Following primary identification of the bacteria isolates at the study site lab, confirmation was sought at reference laboratories. This service was provided by the Medical Research Council Laboratories, The Gambia and Sparrow Hospital Microbiology laboratory, an affiliate of Michigan State University. Michigan State Department of Health Laboratory confirmed the typing of the Salmonella species.
Bacteremia was defined as the isolation of at least one non-contaminant bacteria from the admission blood culture. Coagulase-negative staphylococci, Bacillus, Corynebacterium species or Micrococcoci were classified as contaminants. S. viridians isolates were considered significant when isolated from children with underlying risk factors for S. viridians infection, such as congenital heart defect.

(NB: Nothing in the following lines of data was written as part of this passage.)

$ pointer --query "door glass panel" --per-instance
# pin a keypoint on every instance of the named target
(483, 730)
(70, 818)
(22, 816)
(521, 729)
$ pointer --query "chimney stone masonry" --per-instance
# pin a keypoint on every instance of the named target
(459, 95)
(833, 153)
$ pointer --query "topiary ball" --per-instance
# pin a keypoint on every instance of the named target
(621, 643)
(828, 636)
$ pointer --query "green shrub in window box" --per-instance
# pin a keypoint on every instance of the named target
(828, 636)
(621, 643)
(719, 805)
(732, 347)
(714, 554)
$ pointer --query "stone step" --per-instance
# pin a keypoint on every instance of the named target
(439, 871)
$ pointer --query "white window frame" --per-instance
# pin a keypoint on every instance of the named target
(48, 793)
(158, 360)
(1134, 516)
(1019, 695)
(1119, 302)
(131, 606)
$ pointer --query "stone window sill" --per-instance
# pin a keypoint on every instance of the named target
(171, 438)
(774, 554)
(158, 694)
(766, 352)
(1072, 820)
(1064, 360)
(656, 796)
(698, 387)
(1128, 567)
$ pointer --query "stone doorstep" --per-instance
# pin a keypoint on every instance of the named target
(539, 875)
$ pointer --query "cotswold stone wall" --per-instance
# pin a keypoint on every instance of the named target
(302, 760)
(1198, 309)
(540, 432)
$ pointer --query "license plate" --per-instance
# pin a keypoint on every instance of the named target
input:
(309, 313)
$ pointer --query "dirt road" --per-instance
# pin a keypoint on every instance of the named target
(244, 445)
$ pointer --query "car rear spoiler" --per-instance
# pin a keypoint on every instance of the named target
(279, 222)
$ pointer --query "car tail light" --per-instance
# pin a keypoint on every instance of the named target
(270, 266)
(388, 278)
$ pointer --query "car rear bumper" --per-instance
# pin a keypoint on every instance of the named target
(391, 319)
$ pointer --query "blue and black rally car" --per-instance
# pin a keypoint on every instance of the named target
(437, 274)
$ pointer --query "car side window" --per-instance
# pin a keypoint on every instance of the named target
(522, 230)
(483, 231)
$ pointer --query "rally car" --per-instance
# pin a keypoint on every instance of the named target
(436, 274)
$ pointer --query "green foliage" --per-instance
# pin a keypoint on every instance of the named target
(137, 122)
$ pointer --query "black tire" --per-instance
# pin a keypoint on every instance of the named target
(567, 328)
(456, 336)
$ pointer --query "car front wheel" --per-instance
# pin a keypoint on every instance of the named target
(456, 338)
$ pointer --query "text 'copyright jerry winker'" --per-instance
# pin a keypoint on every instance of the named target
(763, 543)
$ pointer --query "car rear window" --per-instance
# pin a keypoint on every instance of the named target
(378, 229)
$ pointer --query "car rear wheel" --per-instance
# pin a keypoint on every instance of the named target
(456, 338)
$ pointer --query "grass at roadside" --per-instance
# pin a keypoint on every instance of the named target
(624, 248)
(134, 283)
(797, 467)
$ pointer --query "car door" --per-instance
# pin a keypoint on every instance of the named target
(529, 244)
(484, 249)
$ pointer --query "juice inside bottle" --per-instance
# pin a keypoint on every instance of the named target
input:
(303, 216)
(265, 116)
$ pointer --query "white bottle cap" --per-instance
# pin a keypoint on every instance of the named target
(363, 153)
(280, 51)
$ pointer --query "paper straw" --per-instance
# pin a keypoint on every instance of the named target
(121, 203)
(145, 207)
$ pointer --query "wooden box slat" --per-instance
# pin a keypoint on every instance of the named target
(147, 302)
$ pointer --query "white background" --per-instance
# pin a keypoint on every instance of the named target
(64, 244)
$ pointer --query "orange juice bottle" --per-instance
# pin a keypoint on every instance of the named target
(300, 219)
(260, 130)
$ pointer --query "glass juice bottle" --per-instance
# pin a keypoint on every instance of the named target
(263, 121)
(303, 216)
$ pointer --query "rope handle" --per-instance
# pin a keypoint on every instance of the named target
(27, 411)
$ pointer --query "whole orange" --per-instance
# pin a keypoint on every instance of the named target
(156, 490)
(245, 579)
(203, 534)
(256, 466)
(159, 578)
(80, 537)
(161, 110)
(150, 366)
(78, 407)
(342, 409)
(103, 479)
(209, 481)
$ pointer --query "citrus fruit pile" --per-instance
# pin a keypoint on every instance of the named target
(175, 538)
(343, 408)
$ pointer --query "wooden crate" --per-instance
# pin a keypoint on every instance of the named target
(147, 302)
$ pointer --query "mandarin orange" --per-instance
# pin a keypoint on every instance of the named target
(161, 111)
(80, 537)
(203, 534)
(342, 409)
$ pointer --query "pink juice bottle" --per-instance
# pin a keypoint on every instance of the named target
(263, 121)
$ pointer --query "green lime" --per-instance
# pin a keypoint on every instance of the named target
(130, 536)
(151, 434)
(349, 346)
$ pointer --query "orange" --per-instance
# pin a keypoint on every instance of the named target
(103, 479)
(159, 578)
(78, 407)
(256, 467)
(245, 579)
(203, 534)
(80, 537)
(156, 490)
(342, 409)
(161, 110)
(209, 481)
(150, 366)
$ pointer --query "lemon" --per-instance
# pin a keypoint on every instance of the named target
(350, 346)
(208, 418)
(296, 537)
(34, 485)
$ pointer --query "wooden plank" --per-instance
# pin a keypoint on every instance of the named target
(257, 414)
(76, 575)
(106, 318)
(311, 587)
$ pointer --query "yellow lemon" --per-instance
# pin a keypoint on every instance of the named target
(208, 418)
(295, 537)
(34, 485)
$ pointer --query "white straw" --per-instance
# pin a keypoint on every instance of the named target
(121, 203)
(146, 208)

Antimicrobial activity detection in serum
Micrococcus luteus-
ATCC 7468 (provided by the Centers for Disease Control and Prevention, Atlanta) was grown overnight on agar plate. Colonies from fresh culture plates were suspended in normal saline, and calibrated to 0.5 McFarland standard. Using another cotton-tipped-sterile applicator, this was inoculated on to a nutrient agar plate, streaking the entire surface of the plate, rotating the plate 60°between streaks and ultimately rimming the plate to ensure confluent growth to the edges. The inoculum was allowed to dry for 5 minutes before depositing the 6-mm sterile paper filter discs. Using a sterile forceps 2 sterile discs were applied ~3 cm apart from each other, taking care not to remove and replace any disc after it has been applied. Once all of the above processes have been accomplished, add 20 μl of the test serum in one disc and 20 μl of sterile saline to the other disc. A positive control disc of chloramphenicol was used in each experiment. The inoculum was allowed to dry and the plates inverted so that the media is on the upper surface and cannot be contaminated by condensation. Plates were then incubated at 37°C in air atmosphere for 18-24 hours before final reading. A ruler was used to measure the zone of inhibition. Any inhibition zone bigger than the saline disc (6 mm) was interpreted as positive for previous antibiotic use.